Naturally, I began to panic. I had just spent all day working, and I butchered it!!

I flew into action and quickly aborted the campaign. 

Once I realized the problem of my image being too small, I re-aligned the poster to a better shape. 

I am one who believes everything happens for a reason…

Not only was this a learning moment for me to remember for future ads and to also teach others about, I saw something before posting my newly cropped ad that made my wheels begin to turn. I saw an option to run what Facebook calls a “split test.”

A split test is basically running one ad against another with the same budget and the same target location. 

By the end of your testing period, you will come out with two sets of insights and be able to compare which one tested better. 

After some thought, I decided that split testing was something I should add to my project.

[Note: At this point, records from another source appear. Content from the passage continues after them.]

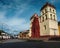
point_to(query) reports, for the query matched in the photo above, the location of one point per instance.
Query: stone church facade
(45, 25)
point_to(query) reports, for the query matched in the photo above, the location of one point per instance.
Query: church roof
(47, 4)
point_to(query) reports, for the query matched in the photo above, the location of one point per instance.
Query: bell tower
(48, 21)
(34, 27)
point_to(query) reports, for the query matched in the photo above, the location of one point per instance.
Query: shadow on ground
(30, 45)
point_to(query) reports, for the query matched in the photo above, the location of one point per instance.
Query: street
(15, 43)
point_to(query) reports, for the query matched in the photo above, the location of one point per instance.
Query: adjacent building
(23, 34)
(45, 25)
(59, 27)
(4, 35)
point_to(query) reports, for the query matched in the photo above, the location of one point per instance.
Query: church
(45, 25)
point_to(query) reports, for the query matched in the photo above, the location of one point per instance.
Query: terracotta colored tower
(35, 29)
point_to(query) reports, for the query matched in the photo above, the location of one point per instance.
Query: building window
(45, 10)
(45, 27)
(51, 16)
(46, 17)
(53, 11)
(54, 17)
(43, 19)
(42, 13)
(50, 9)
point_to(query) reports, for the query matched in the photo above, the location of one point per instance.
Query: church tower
(34, 27)
(48, 21)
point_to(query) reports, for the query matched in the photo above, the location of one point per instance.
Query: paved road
(13, 40)
(18, 44)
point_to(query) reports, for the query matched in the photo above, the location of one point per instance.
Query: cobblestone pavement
(15, 43)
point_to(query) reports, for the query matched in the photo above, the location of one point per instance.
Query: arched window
(42, 18)
(53, 11)
(45, 10)
(45, 27)
(51, 16)
(46, 17)
(54, 17)
(50, 9)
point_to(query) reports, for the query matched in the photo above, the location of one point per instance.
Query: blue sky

It would teach me more than just running one ad!

Here are the two ads that I came up with!

Ad 1 was made light and airy, showcasing a picture of a fiddle, while Ad 2 was made with a  darker color palette, showcasing an image of a guitar. 

Like I said, the same ad, but completely different. 

I created them both with the program Canva (Canva.com) using their poster layout.

Ad Results

I ran the split testing of these two ads from June 18th - June 21st with a budget of $2 a day.

With my budget, funding was split evenly between the two ads. With each ad receiving around $1 a day, the total cost of running my campaign was $8.

The ads were supposed to be up and running the morning of the 17th, but due to the wait time of Facebook’s approval process and my mistake of cropping the photo too small, I had to completely start over and lose a day. 

Here is a Key to the results that I will be talking about so we’re all on the same page!



Combined Results of Both

When split testing ads on Facebook, Business Manager will make it feel like a game. The winner of the game is the ad that makes the most impressions while spending the least amount of money. 

In my case, Ad 2 won - barely!

They both placed pretty well and I was honestly hoping for a bigger difference of outcomes to see which style my demographic liked better.

With our small town of Berlin, MD being right outside of the tourist hub of Ocean City, we get a lot of economic overflow. Most of our target demographic in the summer consists of tourists in the OC area looking for something a little different than a typical beach holiday. Knowing this, I made my target location a slight bit larger than I normally would for a small town to reach possible tourists driving through the area.

Both ads were popular with both genders and a variety of ages, but were most popular with the 18-34 age demographic. 

See below:

I learned a lot in running these ads. Not just how to run them in general, but all of the things I would do differently in the future. 

Next time I will take into consideration the time it takes for Facebook to approve my potential ad, spending more money depending on the amount of days my ad would be running, and taking design into consideration when it comes to future ads and campaigns with the information I learned from running this split test.